1993-10-09 - Safe and fun environment?

Header Data

From: Matthew B. Landry <mbl@ml7694a.leonard.american.edu>
To: cypherpunks@toad.com
Message Hash: 4934fe73398278b775ca6264ed6c9d55df2037308ed3131719d83b5b587a3492
Message ID: <9310090817.AA10656@toad.com>
Reply To: N/A
UTC Datetime: 1993-10-09 08:19:29 UTC
Raw Date: Sat, 9 Oct 93 01:19:29 PDT

Raw message

From: Matthew B. Landry <mbl@ml7694a.leonard.american.edu>
Date: Sat, 9 Oct 93 01:19:29 PDT
To: cypherpunks@toad.com
Subject: Safe and fun environment?
Message-ID: <9310090817.AA10656@toad.com>
MIME-Version: 1.0
Content-Type: text/plain

>Still, it might make sense for someone from this list to give them some
>help on the crypto aspects.  This could be a safe and fun environment
>in which people could be introduced to crypto, and it could even expand
        Unless this list undergoes some VERY radical changes, it will never be 
a "safe and fun environment" to introduce new people to anything.

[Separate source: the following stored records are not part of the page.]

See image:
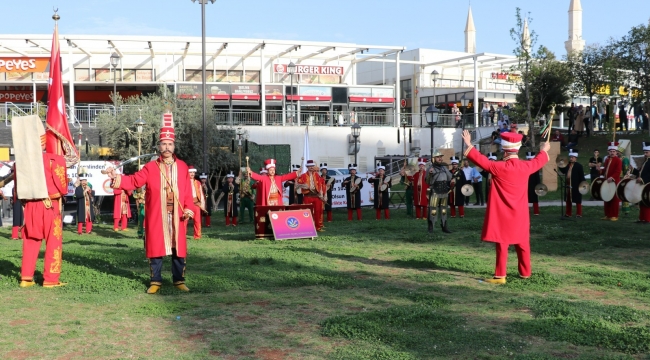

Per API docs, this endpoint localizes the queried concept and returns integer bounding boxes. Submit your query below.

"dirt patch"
[9,319,32,326]
[255,349,289,360]
[235,315,257,322]
[4,350,39,360]
[187,333,205,341]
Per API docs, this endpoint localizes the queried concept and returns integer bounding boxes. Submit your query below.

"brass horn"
[555,155,569,169]
[535,184,548,196]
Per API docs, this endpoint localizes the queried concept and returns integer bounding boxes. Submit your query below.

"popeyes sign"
[0,57,50,72]
[273,64,343,76]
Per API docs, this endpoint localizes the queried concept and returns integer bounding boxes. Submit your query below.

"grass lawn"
[0,207,650,359]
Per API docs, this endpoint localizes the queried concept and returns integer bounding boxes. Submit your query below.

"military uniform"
[426,151,453,233]
[342,164,363,221]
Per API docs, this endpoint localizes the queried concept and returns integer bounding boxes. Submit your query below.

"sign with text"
[269,209,318,240]
[273,64,344,76]
[0,57,50,72]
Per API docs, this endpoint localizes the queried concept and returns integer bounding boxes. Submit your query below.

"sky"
[0,0,650,57]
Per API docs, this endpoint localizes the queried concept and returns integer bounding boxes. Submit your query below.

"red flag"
[45,24,79,167]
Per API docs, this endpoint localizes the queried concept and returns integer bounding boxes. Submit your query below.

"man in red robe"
[463,130,551,284]
[296,160,327,231]
[600,142,623,221]
[113,179,132,231]
[188,165,205,240]
[246,159,298,206]
[408,158,429,220]
[106,113,199,294]
[16,135,68,288]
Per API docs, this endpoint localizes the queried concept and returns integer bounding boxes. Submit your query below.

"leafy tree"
[510,8,537,146]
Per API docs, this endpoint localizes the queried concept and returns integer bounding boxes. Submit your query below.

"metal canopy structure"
[0,34,404,63]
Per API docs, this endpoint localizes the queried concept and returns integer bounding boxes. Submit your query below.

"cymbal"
[460,184,474,196]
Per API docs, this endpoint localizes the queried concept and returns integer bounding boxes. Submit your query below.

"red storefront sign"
[273,64,343,76]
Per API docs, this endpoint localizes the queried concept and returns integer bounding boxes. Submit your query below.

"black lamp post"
[460,94,469,160]
[192,0,217,174]
[350,123,361,164]
[287,61,300,125]
[424,105,440,160]
[111,52,120,119]
[134,115,147,170]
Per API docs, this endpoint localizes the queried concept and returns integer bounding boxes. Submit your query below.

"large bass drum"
[616,179,636,202]
[591,178,616,201]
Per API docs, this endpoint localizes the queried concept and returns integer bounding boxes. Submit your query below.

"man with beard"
[600,142,623,221]
[341,164,363,221]
[320,163,334,222]
[463,130,551,284]
[524,151,542,215]
[106,113,200,294]
[632,142,650,224]
[449,156,469,218]
[368,163,392,220]
[559,149,585,218]
[426,150,453,234]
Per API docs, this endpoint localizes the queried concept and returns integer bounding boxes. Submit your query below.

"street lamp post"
[350,123,361,164]
[424,105,440,160]
[135,115,146,170]
[287,61,300,125]
[460,94,469,160]
[111,52,120,119]
[192,0,217,174]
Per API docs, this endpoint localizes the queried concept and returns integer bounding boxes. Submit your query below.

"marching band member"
[632,142,650,224]
[296,160,327,231]
[524,151,542,215]
[113,170,131,231]
[199,173,212,227]
[188,165,206,240]
[74,173,95,235]
[463,130,551,284]
[341,164,363,221]
[221,171,239,226]
[320,163,334,222]
[425,150,453,234]
[17,128,68,288]
[448,156,470,218]
[559,149,585,218]
[600,142,623,221]
[408,158,429,220]
[368,163,392,220]
[235,172,256,223]
[246,159,298,206]
[283,165,303,205]
[106,113,200,294]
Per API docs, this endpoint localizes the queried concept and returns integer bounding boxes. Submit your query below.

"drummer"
[559,149,585,218]
[632,141,650,224]
[600,142,623,221]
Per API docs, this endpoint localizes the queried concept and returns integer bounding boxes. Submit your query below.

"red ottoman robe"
[467,148,549,245]
[113,157,200,258]
[251,171,298,206]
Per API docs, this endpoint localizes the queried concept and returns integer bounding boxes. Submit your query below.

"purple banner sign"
[269,209,318,240]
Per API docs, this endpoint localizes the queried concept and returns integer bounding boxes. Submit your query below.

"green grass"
[0,207,650,359]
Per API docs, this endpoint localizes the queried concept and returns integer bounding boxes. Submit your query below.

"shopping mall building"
[0,1,580,171]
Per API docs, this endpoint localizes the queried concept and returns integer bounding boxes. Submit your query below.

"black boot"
[440,221,451,234]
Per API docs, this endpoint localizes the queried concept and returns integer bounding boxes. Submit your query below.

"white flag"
[300,126,309,174]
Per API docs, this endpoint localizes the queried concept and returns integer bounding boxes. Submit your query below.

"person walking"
[106,113,200,294]
[463,130,551,284]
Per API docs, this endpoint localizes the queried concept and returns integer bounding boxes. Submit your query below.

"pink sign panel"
[269,209,318,240]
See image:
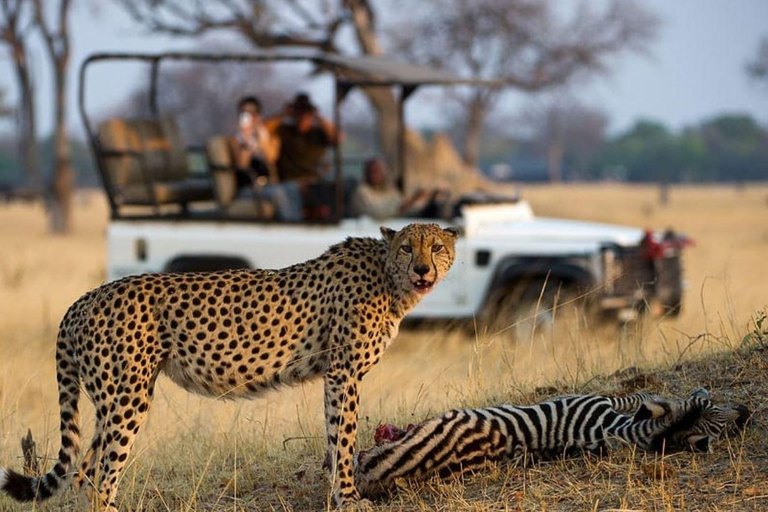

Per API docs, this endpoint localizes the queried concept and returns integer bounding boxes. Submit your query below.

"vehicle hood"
[484,217,643,246]
[463,202,644,246]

At the 
moment, in order to get anything out of it, one has to devote large quantities 
of queue space and time to the subscription, and sift through the flames and 
other noise to locate the rare bit of truly valuable info. There are very few 
people on this list who routinely post things worth reading, and many who 
_never_ post things worth reading, and seem to be only around for the flame 
        And god forbid that a newcomer should ask a QUESTION! Dear lord no. 
That newcomer will be flamed so totally that no burn unit around will be able 
to save them.
        Most of those that are persistent or resiliant enough to survive what 
this list can often put people through may or may not decide to stay. I would 
imagine that such negative experiences would turn a lot of people off to the 
whole idea of crypto-privacy. If I hadn't already been committed to privacy 
when I joined the list, I would have immediately unsubscribed, called Fort 
Meade, and asked what I could do to help. 
        The vast majority of people who post on this list and respond to other 
people's posts are obnoxious idiots who are willing to flame at the slightest 
provocation, and will do so until the person they attack backs down or simply 
gives up.

        No one on this list is entirely to blame, nor is anyone entirely 
blameless for this. Several of the top figures on the list (TC May and Eric 
Hughes to name two) have recently adopted an inappropriately elitist attitude 
toward the direction of the list, and the movement. No one can stop Eric from 
running the _list_ however he wants, but the _movement_ belongs to all of us, 
thank you. Even though I respect the crypto-political opinions that they 
express a great deal, I think that they and their supporters have taken this 
too far. And worse, they have not taken a firm stand against the kind of flame 
war that is continually erupting over individual posts on the list. For the 
leaders to sit back and watch this go on is simply not the appropriate way to 
handle things.

        Until we fix the serious problems in this list, it will never be an 
appropriate environment for newcomers to learn about crypto-privacy, just a 
training ground for flame-throwers.

        Dare I suggest (why not? I'm already burning to a crisp, how much worse 
could it get?) that we create a moderated newsgroup that would gateway the 
substantive traffic from this list into a more accessible forum (but NOT the 
other way around). In that manner, we could provide a place for newcomers to 
learn about cryptography and the movement, without forcing them to sift through 
mountains of flame wars. Questions could be referred to qualified personnel, 
instead of going to the list where they act like little flame magnets.
        This newsgroup would not replace the list, nor would it be more than 
marginally connected (because of the selected cross-postings), but it would 
provide the kind of environment that the list does not or cannot provide.
        Go ahead and dump flames in my mailbox. I've long since gotten used to 
it. I'm not going to back down until someone convinces me that a hospitable 
environment with informative traffic and a high s/n ratio is a bad idea. Or, 
you can save bandwidth and send the flames to /dev/null, because that's where 
anything that doesn't make sense will go. Rational comments are welcome, 

        Oh, and for those of you that are tired of seeing me post, you can rest 
assured that you will never see it again. Contributing to this list has brought 
nothing but trouble to my life, and I have better things to do with my time 
than wade through piles of flamage in my personal mail box.